‘Inferno’ in Princeton Township traced to laundry room heater

3 March, 1992 (~estimated)

‘Inferno’ in Princeton Township traced to laundry room heater

By Laurie Lynn Strasser
Staff Writer

Princeton fire officials said Thursday that a fire at 302 Hartley Ave. earlier this week was caused when clothing next to a heater in the laundry room ignited.

The fire occurred at the home of Princeton University astrophysicist Shoichi Yoshikawa, who arrived home for a late lunch Tuesday afternoon to find his Princeton Township, ranch house in flames.

His wife, Elinor, was inside when it started, but she escaped to safety.

“This was an inferno,” said a neighbor who saw flames shooting out of the house. “My poodle got hysterical. She must have sensed it. That’s what made me look out the window. I also heard an explosion. It sounded like someone was shooting over Carnegie Lake. You just don’t hear sounds like that.”

Investigators believe the fire originated around a gas heater in the laundry room, where Mrs. Yoshikawa told them she found a wooden clothes rack and a plastic basket burning.

She said she heard the smoke detector go off and went to search for the fire. “I smelled a little smoke in one room,” she said. “Once I got into the hallway, I saw the laundry room and the heater on fire.”

She tried to extinguish the flames herself until she realized it was futile to do so.

“I got a 2-gallon orange juice bottle and poured water on the fire,” she said. “It was the largest container I could find. When I saw it wasn’t working, I called the fire department from the kitchen. I wanted to put more water on it but they told me to stay on the phone and tell them my address. When they had the information, I left the house.”

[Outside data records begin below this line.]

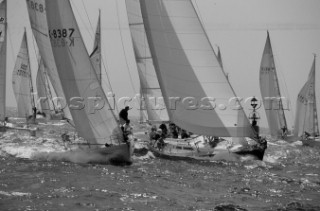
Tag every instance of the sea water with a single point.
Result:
(44, 173)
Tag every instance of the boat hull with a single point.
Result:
(116, 154)
(310, 142)
(194, 150)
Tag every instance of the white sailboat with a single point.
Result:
(219, 57)
(38, 21)
(22, 83)
(44, 95)
(152, 104)
(306, 120)
(270, 92)
(95, 122)
(3, 59)
(95, 56)
(189, 74)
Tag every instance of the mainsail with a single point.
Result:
(197, 93)
(270, 92)
(94, 120)
(151, 95)
(3, 58)
(306, 113)
(21, 80)
(95, 56)
(38, 20)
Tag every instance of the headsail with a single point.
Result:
(197, 93)
(3, 58)
(150, 89)
(306, 113)
(94, 120)
(95, 56)
(21, 80)
(38, 20)
(270, 91)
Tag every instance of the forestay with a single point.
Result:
(198, 96)
(95, 56)
(270, 92)
(151, 95)
(21, 80)
(38, 20)
(3, 58)
(306, 112)
(94, 120)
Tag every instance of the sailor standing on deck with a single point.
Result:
(123, 115)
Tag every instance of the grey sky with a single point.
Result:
(237, 26)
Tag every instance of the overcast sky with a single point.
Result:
(239, 27)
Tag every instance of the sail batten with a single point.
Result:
(3, 58)
(78, 78)
(270, 91)
(187, 68)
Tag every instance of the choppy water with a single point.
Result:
(287, 179)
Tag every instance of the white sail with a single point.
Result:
(95, 56)
(3, 58)
(21, 80)
(189, 73)
(94, 120)
(219, 57)
(38, 20)
(42, 89)
(270, 92)
(306, 119)
(150, 89)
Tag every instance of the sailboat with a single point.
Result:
(3, 59)
(270, 92)
(219, 57)
(95, 56)
(95, 121)
(22, 84)
(188, 71)
(306, 120)
(152, 105)
(38, 21)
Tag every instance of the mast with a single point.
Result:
(315, 113)
(3, 58)
(33, 104)
(278, 89)
(95, 56)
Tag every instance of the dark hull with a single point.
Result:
(255, 152)
(116, 154)
(311, 142)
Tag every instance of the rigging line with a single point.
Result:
(124, 51)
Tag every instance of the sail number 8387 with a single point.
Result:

Mr. Yoshikawa was just relieved that his wife was safe.

“I was working at the Princeton Plasma Physics lab,” he said. “After a long meeting in the morn-ing, I was tired and decided to come home for lunch. As I rounded the corner I saw brown smoke. The police were already there by that time.”

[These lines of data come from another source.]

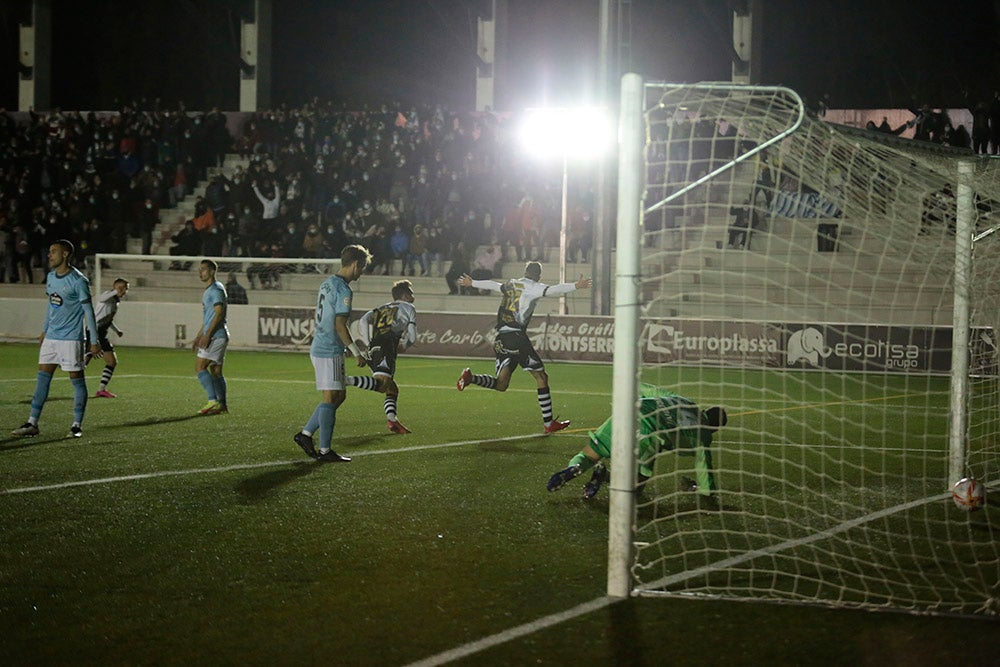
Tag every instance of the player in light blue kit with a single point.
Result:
(331, 337)
(212, 340)
(63, 339)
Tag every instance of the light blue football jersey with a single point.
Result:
(215, 294)
(334, 298)
(69, 304)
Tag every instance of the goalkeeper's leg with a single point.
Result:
(583, 461)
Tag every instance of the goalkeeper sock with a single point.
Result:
(363, 382)
(205, 378)
(40, 396)
(485, 381)
(79, 399)
(583, 461)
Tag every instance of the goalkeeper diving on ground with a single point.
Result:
(667, 422)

Princeton’s three fire companies and one from Kingston sent trucks, and two ambulances rushed to the scene at 2:21 p.m. They blocked traffic from Harrison Street and quenched the fire within 15 minutes.

Ray Bianco, deputy chief of the Princeton Fire Department, was the first firefighter to arrive.

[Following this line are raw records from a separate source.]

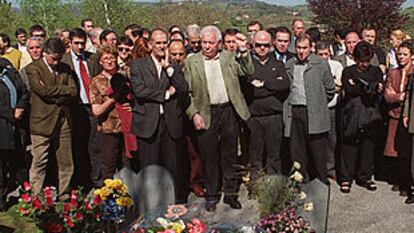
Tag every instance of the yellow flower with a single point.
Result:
(297, 176)
(105, 192)
(124, 201)
(308, 207)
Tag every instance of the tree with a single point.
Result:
(384, 15)
(8, 17)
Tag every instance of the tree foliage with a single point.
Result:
(384, 15)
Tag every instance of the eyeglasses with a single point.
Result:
(122, 49)
(40, 35)
(259, 45)
(177, 54)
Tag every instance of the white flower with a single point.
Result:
(302, 195)
(297, 176)
(308, 206)
(296, 165)
(163, 222)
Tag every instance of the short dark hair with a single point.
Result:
(314, 34)
(77, 32)
(5, 38)
(322, 44)
(302, 38)
(136, 30)
(407, 44)
(54, 45)
(230, 31)
(341, 32)
(282, 29)
(157, 30)
(20, 31)
(125, 40)
(177, 32)
(297, 20)
(252, 23)
(172, 27)
(36, 28)
(104, 33)
(85, 20)
(363, 51)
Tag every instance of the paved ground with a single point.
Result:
(360, 211)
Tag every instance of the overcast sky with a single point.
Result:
(279, 2)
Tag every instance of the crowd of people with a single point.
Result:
(210, 106)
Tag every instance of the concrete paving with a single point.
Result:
(360, 211)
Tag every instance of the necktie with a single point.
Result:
(85, 77)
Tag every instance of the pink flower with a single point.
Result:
(26, 198)
(24, 211)
(36, 203)
(79, 216)
(27, 186)
(66, 207)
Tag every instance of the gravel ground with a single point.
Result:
(360, 211)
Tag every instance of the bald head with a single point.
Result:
(262, 43)
(177, 52)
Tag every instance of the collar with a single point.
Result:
(76, 57)
(214, 58)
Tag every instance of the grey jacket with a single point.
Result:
(319, 88)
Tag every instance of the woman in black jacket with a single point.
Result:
(360, 117)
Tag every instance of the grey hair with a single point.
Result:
(207, 30)
(193, 29)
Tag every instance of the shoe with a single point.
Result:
(198, 190)
(211, 206)
(370, 185)
(232, 202)
(395, 188)
(345, 187)
(409, 200)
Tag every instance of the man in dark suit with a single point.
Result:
(84, 66)
(269, 86)
(281, 41)
(160, 89)
(52, 90)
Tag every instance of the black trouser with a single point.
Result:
(331, 145)
(163, 150)
(266, 134)
(86, 148)
(218, 153)
(307, 149)
(111, 154)
(357, 157)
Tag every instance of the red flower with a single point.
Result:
(49, 201)
(66, 207)
(24, 211)
(27, 186)
(79, 216)
(36, 203)
(97, 200)
(26, 198)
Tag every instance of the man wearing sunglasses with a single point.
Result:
(84, 66)
(268, 89)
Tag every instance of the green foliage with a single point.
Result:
(274, 193)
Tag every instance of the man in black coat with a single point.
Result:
(14, 99)
(160, 94)
(269, 89)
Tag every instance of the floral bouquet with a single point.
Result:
(114, 200)
(75, 214)
(279, 197)
(173, 222)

“When I first pulled up all I could see was a lot of smoke pouring out of the side windows,” he said.

Armed with a pair of fire hoses, six men “knocked down the fire tight away,” he said.

Though the flames were contained to the laundry room, corridor and a walk-in closet, the entire house sustained heavy smoke dam-age, he said.

Afterward, Mrs. Yoshikawa stood in the afternoon sunshine with a purple bathrobe thrown over her clothes, staring stunned at the blackened interior of what was her home.

“We lost everything of value to us, but we have our lives, and that’s what’s important,” she said.

The fire claimed six months worth of work on a book her husband is writing. “Everything was in notebooks and I didn’t expect a fire so I didn’t make any copies,” he said. “They were left on the living room table.

“My clothes completely burned,” he added. “They were in a closet in the hall. I was impressed at how much burned.” Blaming an imperfect command of English, he amended that to “surprised.”

Dr. Yoshikawa has lifetime rights to the house where he has lived since 1965, though it is owned and maintained by Princeton University.

“We’re going to board it up as soon as everyone’s out of the way,” said Jack Stryker, head of architectural trades for the university.

No damage estimate is yet available, but the house is insured, he said.

“I guess we’ll look for some hotel,” Dr. Yoshikawa said. “It would still be too much of a shock to stay here.”